Entre os evangélicos brasileiros há quem pense desde já como Campolo – distinguindo união civil de casamento. Há quem pense de forma ainda mais radical: que a união civil, com implicações patrimoniais e status de família, deveria valer não apenas para casais homossexuais, mas para irmãos, primos ou quem quer que se entenda como família. Há quem defenda o acolhimento dos gays nas igrejas, mas o celibato para eles. Quem, embora sabendo que mais da metade das famílias brasileiras já não são no formato pai-mãe-filhos, ainda luta para restabelecer esse padrão idealizado. Há, sim, quem acredite que o seu conjunto de doutrinas e o seu modo de vida são fundamentais. Há aqueles que, enquanto estamos discutindo aqui, está mais preocupado se a melhor tradução do grego é a João Ferreira de Almeida ou a Nova Versão Internacional. E há quem acorde diariamente acreditando ser porta-voz do “povo de Deus”, pague espaço em redes de televisão para multiplicar esse delírio (mas, a julgar pelo 1% de intenção de voto do Pastor Everaldo, somente ativistas gays e jornalistas desmotivados acreditam nesse discurso). Esses são “os evangélicos”.
Na fatídica sexta-feira em que o PSB divulgou seu programa de governo, enquanto Malafaia gritava no Twitter em CAPSLOCK furibundo, o pastor presbiteriano Marcos Botelho, postou: “Marina, que bom que vc recebeu os líderes do movimento LGBTs, receba as reivindicações com a tua coerência e discernimento de sempre e um compromisso com o estado laico que é sua bandeira. Vamos colocar uma pedra em cima dessa polarização ridícula entre gays e evangélicos que só da IBOPE para líderes políticos e pastores oportunistas.”

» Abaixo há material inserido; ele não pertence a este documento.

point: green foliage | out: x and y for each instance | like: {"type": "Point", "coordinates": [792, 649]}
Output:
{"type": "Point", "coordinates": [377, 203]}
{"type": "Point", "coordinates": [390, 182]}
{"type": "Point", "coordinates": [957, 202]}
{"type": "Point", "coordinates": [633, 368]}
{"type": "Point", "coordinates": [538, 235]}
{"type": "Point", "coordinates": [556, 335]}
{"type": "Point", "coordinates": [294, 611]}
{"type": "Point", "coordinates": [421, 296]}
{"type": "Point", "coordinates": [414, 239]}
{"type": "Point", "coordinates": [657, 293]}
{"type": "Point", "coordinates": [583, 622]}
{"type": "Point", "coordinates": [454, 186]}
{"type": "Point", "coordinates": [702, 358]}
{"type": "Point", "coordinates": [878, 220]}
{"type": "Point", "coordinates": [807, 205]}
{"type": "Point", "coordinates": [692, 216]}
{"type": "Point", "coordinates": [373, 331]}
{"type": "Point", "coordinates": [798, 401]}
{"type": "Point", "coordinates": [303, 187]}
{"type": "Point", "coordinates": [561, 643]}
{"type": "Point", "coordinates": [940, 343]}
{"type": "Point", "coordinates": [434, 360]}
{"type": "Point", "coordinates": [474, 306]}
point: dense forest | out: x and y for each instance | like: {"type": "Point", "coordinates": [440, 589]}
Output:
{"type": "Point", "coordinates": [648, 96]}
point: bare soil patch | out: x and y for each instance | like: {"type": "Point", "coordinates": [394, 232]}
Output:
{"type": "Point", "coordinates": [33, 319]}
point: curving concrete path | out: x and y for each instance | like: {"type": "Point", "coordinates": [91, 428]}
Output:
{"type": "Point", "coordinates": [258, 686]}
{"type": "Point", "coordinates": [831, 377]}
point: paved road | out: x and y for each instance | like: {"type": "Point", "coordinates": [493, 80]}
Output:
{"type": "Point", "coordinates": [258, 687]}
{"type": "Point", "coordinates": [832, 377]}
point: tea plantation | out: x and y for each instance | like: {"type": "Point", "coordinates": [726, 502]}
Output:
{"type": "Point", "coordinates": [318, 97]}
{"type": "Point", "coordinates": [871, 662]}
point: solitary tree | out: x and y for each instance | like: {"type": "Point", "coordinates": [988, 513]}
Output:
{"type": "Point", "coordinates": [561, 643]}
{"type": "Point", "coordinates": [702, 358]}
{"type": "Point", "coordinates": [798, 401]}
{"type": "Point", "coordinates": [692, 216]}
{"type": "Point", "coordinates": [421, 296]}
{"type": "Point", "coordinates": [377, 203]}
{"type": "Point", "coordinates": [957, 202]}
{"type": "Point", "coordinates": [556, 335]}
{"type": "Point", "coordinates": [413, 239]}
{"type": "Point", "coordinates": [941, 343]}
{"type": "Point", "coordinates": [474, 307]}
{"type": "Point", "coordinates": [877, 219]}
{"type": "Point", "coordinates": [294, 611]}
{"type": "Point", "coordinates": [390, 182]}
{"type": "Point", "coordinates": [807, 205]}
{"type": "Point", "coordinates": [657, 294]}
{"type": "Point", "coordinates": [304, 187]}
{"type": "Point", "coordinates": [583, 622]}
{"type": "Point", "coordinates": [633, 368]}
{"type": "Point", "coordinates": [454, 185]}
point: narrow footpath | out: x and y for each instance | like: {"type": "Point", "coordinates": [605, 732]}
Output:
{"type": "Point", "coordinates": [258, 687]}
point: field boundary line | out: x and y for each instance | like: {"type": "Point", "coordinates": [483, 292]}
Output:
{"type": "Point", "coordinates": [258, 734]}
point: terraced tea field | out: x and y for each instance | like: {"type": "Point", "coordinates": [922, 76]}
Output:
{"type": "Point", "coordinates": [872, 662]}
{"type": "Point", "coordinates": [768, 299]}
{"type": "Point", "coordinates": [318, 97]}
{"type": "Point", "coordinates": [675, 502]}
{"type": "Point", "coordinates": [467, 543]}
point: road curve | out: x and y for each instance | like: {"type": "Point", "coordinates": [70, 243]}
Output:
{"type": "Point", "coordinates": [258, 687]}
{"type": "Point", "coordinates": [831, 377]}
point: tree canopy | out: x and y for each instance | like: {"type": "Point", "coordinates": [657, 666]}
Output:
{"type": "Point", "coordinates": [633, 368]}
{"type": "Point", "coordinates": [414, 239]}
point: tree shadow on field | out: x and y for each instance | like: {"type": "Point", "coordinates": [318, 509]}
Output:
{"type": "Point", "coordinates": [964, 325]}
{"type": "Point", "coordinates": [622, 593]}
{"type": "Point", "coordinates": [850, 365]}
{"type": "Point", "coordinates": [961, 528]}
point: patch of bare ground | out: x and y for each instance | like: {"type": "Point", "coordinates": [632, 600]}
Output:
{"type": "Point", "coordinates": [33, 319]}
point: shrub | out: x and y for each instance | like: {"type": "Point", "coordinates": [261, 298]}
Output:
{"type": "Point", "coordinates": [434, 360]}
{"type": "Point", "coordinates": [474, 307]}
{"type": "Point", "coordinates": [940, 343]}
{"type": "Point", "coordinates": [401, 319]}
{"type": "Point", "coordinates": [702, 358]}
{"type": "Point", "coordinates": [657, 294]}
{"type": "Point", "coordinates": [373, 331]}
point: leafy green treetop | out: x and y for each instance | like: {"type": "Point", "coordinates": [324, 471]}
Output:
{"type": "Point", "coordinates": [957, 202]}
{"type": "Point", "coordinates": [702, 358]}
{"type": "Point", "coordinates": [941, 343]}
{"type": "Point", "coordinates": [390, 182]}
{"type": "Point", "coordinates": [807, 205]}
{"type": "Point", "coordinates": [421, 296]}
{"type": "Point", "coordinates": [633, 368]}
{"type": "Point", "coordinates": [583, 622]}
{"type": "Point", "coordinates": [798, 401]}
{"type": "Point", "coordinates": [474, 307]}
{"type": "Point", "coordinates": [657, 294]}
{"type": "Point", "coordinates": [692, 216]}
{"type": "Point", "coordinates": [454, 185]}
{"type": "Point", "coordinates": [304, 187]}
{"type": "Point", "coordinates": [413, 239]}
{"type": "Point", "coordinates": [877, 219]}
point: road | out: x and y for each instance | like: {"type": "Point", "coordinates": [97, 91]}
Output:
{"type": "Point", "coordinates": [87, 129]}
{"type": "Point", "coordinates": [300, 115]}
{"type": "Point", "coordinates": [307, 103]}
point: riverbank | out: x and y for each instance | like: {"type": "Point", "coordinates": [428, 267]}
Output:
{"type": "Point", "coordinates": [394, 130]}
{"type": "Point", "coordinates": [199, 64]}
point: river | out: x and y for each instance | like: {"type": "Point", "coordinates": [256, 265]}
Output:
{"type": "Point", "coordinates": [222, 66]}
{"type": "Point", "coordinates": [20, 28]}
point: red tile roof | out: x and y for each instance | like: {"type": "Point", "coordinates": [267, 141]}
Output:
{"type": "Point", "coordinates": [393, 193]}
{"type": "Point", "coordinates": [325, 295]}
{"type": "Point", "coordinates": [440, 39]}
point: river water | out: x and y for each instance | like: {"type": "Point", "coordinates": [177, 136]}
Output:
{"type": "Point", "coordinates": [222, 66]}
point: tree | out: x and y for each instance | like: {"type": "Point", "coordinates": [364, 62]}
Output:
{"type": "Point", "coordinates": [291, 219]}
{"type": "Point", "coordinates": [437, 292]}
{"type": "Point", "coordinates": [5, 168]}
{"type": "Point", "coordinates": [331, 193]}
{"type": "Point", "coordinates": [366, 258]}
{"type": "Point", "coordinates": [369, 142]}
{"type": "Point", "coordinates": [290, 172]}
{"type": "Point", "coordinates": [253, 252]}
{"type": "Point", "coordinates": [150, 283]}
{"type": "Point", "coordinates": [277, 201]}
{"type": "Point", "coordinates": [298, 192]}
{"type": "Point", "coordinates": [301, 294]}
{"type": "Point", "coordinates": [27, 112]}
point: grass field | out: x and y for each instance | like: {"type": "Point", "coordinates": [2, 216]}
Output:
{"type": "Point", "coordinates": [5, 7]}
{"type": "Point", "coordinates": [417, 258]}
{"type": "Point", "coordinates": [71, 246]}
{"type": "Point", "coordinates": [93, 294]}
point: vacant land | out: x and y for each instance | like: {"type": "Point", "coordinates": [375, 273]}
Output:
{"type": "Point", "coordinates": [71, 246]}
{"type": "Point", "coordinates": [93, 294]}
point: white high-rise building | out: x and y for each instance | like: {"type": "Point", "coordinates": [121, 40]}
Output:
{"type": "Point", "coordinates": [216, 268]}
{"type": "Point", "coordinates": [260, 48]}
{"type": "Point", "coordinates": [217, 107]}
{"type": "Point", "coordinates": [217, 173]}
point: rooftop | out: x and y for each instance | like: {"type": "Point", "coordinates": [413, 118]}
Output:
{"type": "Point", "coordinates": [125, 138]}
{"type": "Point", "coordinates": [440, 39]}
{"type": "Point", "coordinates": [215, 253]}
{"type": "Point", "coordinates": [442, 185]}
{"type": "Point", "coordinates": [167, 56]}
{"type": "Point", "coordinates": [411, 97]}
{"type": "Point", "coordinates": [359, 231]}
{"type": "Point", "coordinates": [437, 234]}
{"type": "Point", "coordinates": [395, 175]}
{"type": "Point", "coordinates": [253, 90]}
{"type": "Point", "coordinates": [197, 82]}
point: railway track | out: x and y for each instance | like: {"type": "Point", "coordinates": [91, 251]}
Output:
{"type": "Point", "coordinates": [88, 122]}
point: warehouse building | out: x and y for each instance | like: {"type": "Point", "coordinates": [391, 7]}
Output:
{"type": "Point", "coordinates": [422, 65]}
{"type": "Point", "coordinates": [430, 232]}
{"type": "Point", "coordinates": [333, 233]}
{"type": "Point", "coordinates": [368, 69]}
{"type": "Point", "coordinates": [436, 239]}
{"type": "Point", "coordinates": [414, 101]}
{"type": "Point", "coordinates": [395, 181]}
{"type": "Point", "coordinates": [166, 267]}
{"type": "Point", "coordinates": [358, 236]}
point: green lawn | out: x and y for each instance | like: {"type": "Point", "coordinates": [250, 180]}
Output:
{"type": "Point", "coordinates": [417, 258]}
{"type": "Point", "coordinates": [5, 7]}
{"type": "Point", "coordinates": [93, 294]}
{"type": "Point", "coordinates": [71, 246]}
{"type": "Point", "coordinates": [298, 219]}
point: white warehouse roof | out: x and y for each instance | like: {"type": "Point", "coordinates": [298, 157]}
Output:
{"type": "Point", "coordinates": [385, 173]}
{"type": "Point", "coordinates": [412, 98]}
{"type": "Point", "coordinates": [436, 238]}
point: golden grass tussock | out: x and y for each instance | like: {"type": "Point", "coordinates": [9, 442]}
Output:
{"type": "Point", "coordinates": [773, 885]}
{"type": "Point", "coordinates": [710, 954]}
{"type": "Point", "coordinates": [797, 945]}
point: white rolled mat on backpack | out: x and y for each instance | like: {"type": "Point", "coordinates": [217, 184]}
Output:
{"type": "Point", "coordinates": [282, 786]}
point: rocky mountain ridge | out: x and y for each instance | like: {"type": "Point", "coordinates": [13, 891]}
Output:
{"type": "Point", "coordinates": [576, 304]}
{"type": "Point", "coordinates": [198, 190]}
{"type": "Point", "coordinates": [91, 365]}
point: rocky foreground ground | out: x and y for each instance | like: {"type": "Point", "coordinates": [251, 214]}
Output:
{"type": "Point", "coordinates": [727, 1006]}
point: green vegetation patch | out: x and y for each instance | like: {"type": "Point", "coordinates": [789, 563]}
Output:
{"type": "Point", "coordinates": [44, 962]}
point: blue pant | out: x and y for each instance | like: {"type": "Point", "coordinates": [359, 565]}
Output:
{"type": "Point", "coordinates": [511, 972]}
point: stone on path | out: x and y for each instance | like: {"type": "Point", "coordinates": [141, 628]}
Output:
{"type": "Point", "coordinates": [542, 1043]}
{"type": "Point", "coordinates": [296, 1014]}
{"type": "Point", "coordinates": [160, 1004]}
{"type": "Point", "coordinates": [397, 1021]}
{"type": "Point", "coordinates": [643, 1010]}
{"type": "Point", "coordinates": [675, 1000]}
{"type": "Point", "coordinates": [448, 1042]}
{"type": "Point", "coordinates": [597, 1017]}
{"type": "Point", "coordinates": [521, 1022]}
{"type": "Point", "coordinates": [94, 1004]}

Botelho não representa “os evangélicos” porque não existe “os evangélicos”. Mas Marcos Botelho existe e é evangélico. Assim como existe William Lane Craig, o filósofo que convida periodicamente Richard Dawkins para um debate público, do qual este sempre se esquiva; existe o geneticista Francis Collins vencendo o William Award da Sociedade Americana de Genética Humana; existe Jimmy Carter, dando aula na escola bíblica no domingo e sendo entrevistado para a capa da Rolling Stone por Hunter Thompson na segunda-feira; existe o pastor congregacional inglês John Harvard tirando dinheiro do próprio bolso para fundar uma universidade “para a honra de Deus” nos Estados Unidos que leva seu sobrenome; existe o pastor batista Martin Luther King como o maior ativista de todos os tempos; existe o jovem paulista Marco Gomes, o “melhor profissional de marketing do mundo”, pedindo licença para “falar uma coisa sobre os evangélicos”. E existe o Feliciano, o Edir Macedo, a Aline Barros, o Thalles Roberto, o Silas Malafaia e o mercado gospel. Como existe bancada evangélica, mas existem os que lutaram pela “separação entre igreja e estado” na constituição, e existem os que acreditam que levar Jesus Cristo para a política é trabalhar não para si, mas para os menos favorecidos.
Existe o amor e existe a justiça, como existe o preconceito, o dogmatismo, o engano, o medo, a vaidade e a corrupção. Não porque somos evangélicos, mas porque somos humanos.

Ricardo Alexandre é jornalista e escritor, radialista e blogueiro, Prêmio Jabuti 2010, ex-diretor de redação das revistas Bizz, Época São Paulo e Trip. E é membro da Igreja Batista Água Viva em Vinhedo, interior de São Paulo.